Cummuta se giró sobre sí mismo y golpeó en la nuca a Creutz cuando éste intentaba apuñalarlo en el costado. El SS quedó aturdido en el suelo embarrado. Desarmado, Cummuta agarró a Creutz y lo arrastró por un pie hasta la casa.

—Aquí no nos molestará nadie para la conversación que vamos a tener tú y yo —avisó.

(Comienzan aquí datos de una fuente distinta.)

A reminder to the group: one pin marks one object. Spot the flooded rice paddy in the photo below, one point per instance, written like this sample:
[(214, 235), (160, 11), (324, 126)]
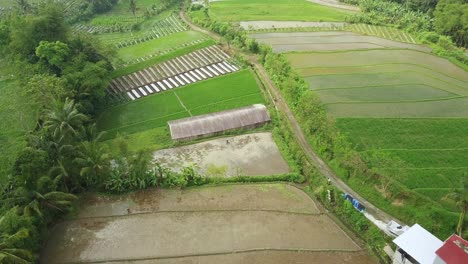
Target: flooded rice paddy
[(267, 223)]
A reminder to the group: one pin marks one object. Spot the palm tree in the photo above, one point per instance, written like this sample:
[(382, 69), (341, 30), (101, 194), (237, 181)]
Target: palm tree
[(64, 119), (460, 197), (43, 197), (133, 6), (10, 254), (94, 161), (23, 5)]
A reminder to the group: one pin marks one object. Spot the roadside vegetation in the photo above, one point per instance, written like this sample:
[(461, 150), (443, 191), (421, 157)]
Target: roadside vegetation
[(365, 170), (61, 136)]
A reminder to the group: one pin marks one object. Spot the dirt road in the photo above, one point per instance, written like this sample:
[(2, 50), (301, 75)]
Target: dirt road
[(282, 106)]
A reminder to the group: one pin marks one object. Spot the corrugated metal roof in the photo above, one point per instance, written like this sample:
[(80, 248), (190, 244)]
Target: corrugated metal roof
[(419, 244), (218, 122), (454, 250)]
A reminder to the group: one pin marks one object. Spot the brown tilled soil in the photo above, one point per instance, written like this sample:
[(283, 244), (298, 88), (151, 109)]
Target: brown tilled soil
[(251, 154), (263, 223)]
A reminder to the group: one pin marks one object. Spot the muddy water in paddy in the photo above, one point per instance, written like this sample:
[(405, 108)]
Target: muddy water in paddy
[(174, 226), (251, 154)]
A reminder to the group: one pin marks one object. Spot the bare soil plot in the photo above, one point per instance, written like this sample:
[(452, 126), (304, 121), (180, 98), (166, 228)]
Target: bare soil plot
[(324, 41), (256, 25), (271, 257), (171, 236), (251, 154), (268, 197)]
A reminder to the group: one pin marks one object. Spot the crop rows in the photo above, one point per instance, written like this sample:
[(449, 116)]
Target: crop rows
[(112, 24), (163, 52), (384, 32), (161, 28), (190, 68)]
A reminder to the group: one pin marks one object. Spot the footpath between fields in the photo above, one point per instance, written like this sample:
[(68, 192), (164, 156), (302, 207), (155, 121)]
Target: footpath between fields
[(373, 213)]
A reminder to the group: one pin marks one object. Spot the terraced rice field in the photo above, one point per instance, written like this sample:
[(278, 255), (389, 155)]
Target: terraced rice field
[(291, 10), (383, 32), (177, 226), (329, 41), (271, 25), (190, 68), (396, 99), (159, 47), (143, 122), (161, 26)]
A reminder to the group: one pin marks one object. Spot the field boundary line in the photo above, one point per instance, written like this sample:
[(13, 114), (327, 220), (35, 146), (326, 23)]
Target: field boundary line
[(386, 49), (317, 35), (400, 102), (423, 149), (317, 214), (238, 251), (141, 122), (383, 64), (182, 104), (382, 86), (227, 100), (367, 50), (427, 168)]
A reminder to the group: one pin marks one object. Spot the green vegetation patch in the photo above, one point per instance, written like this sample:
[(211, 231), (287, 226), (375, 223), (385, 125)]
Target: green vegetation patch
[(437, 108), (382, 31), (387, 93), (433, 151), (222, 93), (18, 116), (161, 58), (302, 10), (378, 57), (158, 45)]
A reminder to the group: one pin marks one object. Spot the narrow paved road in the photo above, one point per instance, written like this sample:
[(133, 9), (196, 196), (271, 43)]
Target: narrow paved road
[(282, 106)]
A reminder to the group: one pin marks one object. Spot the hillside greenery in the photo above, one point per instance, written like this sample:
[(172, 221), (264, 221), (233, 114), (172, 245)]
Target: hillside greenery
[(360, 172)]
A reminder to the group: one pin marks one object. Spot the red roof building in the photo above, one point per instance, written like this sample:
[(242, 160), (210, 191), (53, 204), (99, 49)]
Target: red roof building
[(454, 251)]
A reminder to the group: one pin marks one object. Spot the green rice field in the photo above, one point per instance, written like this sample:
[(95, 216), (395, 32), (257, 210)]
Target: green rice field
[(155, 46), (390, 83), (434, 151), (383, 32), (14, 124), (297, 10), (405, 102), (143, 122)]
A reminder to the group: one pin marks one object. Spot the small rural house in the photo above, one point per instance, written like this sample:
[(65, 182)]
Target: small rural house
[(217, 123), (419, 246)]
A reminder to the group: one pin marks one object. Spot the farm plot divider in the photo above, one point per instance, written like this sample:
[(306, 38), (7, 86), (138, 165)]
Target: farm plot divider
[(190, 68), (165, 27)]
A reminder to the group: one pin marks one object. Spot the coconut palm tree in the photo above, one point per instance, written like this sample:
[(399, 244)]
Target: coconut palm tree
[(10, 254), (133, 7), (43, 197), (460, 197), (94, 161), (64, 119)]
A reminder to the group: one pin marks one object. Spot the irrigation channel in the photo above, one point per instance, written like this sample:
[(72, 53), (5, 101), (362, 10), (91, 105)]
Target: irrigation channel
[(373, 213)]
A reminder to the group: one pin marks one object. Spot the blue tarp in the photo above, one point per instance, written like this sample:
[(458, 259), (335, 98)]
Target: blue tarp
[(356, 204)]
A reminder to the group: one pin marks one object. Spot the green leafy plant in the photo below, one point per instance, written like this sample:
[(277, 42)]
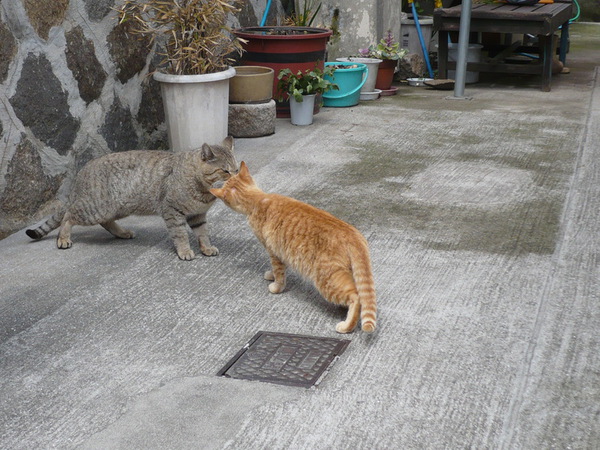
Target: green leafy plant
[(304, 83), (198, 40), (387, 48)]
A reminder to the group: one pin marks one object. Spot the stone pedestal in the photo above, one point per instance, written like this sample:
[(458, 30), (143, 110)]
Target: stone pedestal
[(252, 120)]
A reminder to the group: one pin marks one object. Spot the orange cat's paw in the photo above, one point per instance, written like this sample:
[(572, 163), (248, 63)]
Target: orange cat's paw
[(63, 243), (343, 328), (269, 275), (276, 288)]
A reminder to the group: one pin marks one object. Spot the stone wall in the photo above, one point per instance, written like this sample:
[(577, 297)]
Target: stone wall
[(74, 85)]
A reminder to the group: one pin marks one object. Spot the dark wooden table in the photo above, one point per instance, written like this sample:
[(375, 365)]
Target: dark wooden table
[(542, 20)]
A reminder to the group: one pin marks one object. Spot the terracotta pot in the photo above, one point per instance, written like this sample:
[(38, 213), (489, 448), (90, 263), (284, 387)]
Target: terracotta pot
[(385, 74), (294, 48)]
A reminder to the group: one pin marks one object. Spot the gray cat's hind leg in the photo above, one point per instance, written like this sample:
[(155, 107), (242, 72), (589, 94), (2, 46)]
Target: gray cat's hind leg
[(115, 229), (176, 225), (197, 222), (63, 241)]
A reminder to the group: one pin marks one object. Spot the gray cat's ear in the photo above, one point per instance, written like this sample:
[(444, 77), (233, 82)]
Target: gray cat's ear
[(228, 142), (207, 153)]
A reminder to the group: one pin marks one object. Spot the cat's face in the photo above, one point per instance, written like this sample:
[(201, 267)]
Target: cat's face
[(232, 192), (221, 159)]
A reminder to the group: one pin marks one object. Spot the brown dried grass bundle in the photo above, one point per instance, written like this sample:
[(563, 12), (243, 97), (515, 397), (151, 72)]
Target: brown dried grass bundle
[(198, 40)]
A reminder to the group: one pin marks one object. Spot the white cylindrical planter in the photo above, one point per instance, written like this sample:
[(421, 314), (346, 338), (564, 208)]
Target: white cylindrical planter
[(196, 108), (301, 113), (372, 67)]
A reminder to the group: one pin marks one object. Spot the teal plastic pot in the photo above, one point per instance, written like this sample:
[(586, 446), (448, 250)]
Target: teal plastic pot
[(350, 81)]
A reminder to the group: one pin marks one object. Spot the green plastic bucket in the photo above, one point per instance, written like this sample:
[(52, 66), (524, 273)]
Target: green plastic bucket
[(349, 80)]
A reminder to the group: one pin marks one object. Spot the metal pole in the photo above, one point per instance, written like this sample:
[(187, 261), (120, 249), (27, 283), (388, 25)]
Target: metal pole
[(463, 45)]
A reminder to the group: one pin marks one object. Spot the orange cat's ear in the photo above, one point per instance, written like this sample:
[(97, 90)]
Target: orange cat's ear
[(217, 192)]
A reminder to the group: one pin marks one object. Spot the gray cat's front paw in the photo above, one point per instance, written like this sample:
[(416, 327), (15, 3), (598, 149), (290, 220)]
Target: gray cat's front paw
[(64, 243), (186, 255), (276, 288), (269, 275), (209, 251)]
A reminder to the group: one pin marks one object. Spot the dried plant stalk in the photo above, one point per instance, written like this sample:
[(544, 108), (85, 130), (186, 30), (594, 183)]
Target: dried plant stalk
[(198, 40)]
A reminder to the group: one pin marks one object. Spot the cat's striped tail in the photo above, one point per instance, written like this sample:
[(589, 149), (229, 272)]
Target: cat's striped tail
[(52, 223), (365, 285)]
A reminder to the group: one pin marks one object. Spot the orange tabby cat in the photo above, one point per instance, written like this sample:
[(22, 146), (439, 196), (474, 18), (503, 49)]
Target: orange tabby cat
[(321, 247)]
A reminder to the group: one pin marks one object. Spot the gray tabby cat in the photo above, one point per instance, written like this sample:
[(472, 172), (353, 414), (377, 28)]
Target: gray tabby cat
[(146, 182)]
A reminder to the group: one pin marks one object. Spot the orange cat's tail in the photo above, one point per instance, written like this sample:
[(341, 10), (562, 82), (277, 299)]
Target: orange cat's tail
[(365, 285)]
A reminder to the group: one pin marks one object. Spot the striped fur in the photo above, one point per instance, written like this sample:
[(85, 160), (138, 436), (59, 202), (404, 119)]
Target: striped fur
[(326, 250), (146, 182)]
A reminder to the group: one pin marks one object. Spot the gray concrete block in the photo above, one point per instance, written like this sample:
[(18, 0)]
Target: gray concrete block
[(252, 120)]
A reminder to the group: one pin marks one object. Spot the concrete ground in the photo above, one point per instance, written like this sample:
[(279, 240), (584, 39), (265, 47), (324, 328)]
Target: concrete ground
[(482, 217)]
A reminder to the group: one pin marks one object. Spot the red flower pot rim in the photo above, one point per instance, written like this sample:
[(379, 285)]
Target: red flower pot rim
[(282, 32)]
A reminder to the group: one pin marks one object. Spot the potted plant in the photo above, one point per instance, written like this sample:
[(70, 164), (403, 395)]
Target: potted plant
[(298, 45), (301, 88), (197, 46), (389, 51)]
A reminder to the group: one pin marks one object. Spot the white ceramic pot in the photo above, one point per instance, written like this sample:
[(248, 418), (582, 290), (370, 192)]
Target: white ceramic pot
[(196, 108), (301, 113)]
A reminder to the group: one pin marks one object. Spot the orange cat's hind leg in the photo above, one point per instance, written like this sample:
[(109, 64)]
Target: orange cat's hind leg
[(348, 325), (340, 288), (276, 275)]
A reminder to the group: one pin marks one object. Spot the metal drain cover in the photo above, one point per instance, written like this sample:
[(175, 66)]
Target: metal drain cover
[(281, 358)]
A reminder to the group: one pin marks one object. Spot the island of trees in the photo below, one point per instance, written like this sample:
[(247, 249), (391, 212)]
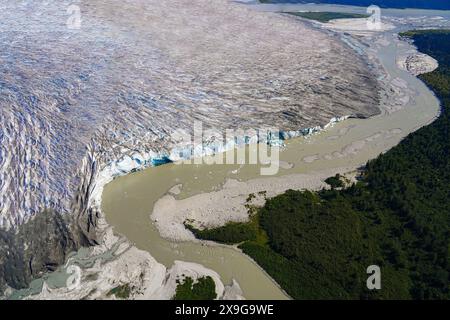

Dentro de la casa, el agente observó entre las tablas del suelo, en parte tapadas por una alfombra, un pequeño haz de luz que procedía de la planta baja. Apartó la alfombra de una patada y quedó a la vista una trampilla que daba a un oscuro sótano. La abrió y arrojó el cuerpo de Creutz, que aún se reía histéricamente, a pesar de sus heridas. Era el lugar en el que Jørgensen fabricaba licor clandestino.

—Yo he sufrido a manos soviéticas lo inimaginable cuando me hicieron prisionero. Tú no les llegas ni a la suela del zapato a los torturadores del NKVD.

—Ya veremos, amigo. Ya veremos —murmuraba Cummuta acordándose de la muerte de su amigo Chills.

Tras atar al SS a una robusta silla de madera, comenzó a hacerle preguntas.

—Dime quién eres.

—No pienso decírtelo, cerdo yanqui.

—Mala contestación, amigo —dijo Cummuta al mismo tiempo que mojaba un trapo.